Here, we found that LOC_Os08g05520 is a novel functional gene associated with drought tolerance in rice. LOC_Os08g05520 encodes an R2R3-MYB transcription factor, influencing leaf rolling and mechanical strength in rice, namely OsMYB103L. OsMYB103L interacts with SLR1 (slender rice 1), an inhibitory factor in GA signaling, and is involved in the GA-mediated regulation of the cellulose synthesis pathway. In addition, OsMYB103L directly binds to and regulates the expression of the CESA4, CESA7, CESA9, and BC1 promoters. GA mediates cellulose synthesis and secondary wall formation via the SLR1-MYB103L-CESAs pathway [47]. Researchers have found that the expression levels of several cellulose synthase genes (CESAs) significantly increased, similar to the cellulose content in OsMYB103L overexpressing lines. The knockdown of OsMYB103L by RNA interference leads to the opposite phenotype [20,47,48]. Therefore, we speculate that OsMYB103L may regulate the cellulose content and expression levels of several CESAs to affect drought tolerance in rice.

5. Conclusions

In conclusion, our study successfully identified LOC_Os08g05520 as a pivotal candidate gene associated with drought tolerance in japonica rice seedlings.
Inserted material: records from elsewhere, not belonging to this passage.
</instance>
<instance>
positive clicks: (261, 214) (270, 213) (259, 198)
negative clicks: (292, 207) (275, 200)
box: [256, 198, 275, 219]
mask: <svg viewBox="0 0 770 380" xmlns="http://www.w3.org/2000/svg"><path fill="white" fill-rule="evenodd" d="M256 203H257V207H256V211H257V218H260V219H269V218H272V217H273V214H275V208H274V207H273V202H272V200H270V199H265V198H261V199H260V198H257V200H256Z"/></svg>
The findings present a valuable resource for breeders aiming to improve their drought tolerance in rice varieties. Looking ahead, further research could develop into elucidating the specific mechanisms by which LOC_Os08g05520 confers drought tolerance, providing deeper insights into the molecular pathways involved. Additionally, exploring other candidate genes and pathways may offer a more comprehensive understanding of the complex genetic basis of drought tolerance in rice.